Watching straight people you liked turn hip and cool was wonderful entertainment. We'd help them out any way we could. They'd want "in," after realizing how they really felt about the war, equality and injustice. Now, as for finding a counterculture role model, if there was one there was a million. Each so filled with indignant passion, their convictions spat flames like cannon barrels.
I had loved the idea of the road since I was a kid, the real road that technology drove the final stake through. I wound up living it, the one Guthrie and Big Bill Broonzy traveled, Washboard Sam and Cisco Houston, Fats Waller and many more before and after them. I slept on subways and park benches, a flophouse when I could afford one. With a bag over my shoulder and a guitar in my hand, all the money I ever had could be found in the right front pocket of my jeans. I owned and owed nothing.

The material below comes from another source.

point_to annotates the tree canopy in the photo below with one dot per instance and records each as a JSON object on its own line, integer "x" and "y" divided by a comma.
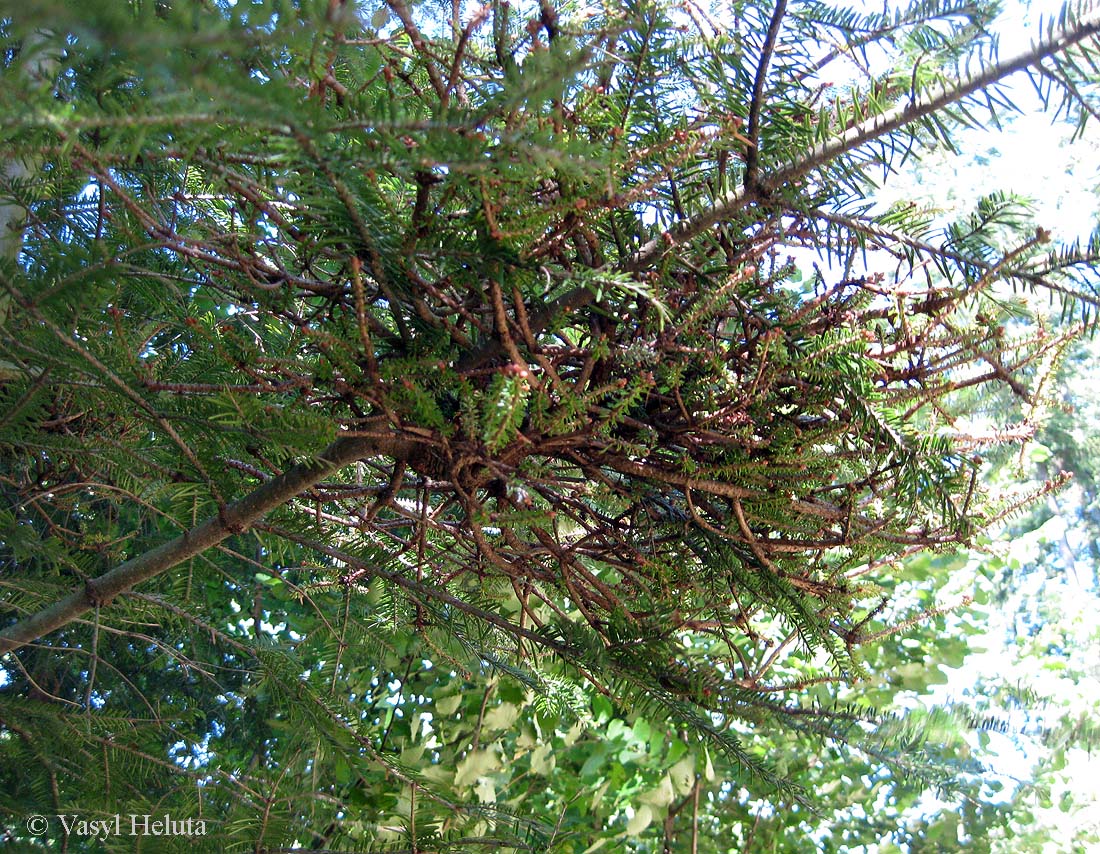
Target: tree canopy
{"x": 424, "y": 427}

If you didn't have any money then, you just said so. There was no shame involved. We
were in the middle of a counterculture social revolution where money and material things
didn't matter. Far too much needed changing, so of course the
hardest workers toward making that change couldn't hold down
legitimate jobs. The Police hated us, we didn't think or look the way
they did. We never would. In Los Angeles the cops were brutal, but
you'll be reading more about that in my columns to come. In New
York, however, they didn't care what we looked like or how we
acted, as long as we weren't hurting anyone.
In this column, "Before The Road Ended," I intend to explain the
counterculture movement of the 60s in a way that should clear up
many misconceptions that are still held to this day. What we had to
do to protect ourselves. I'll try to explain the unwritten rules and the
birth of the Black Panthers. Angela Davis, Huey Newton, the Texas, Detroit, Philadelphia,
New Haven and Los Angeles police departments. How our parent's generation was
shocked by the capture of Gary Powers by the Russians. That's when the lid to the false jar
began to loosen. The rights of everyone in this country had been put on hold too long and
no one was saying a word. Is that progress? We fought the good fight, and it worked to
some extent. Now the whole mess is worse than it's ever been. Come on people, we have
to realize what's leading us down this un-chosen road. We have to find out how this
happened to us. Was anyone satisfied with our last election? Does anyone think our major
politicians are not bought and paid for by the time we're allowed our say? We'll see what
lessons we can pick up from history and how we might apply them now. We'll use the real
social history of the 1960's that's been so blatantly ignored, and see if we can't find a little
something that could help us out. Hell, it's worth a try.
So wake up you young and old radicals of the heart, there's no way of knowing what we'll
find. Who knows, maybe we'll find nothing. At least it will be a noble journey back.
I'll be talking to you soon. Set your clocks, goodnight.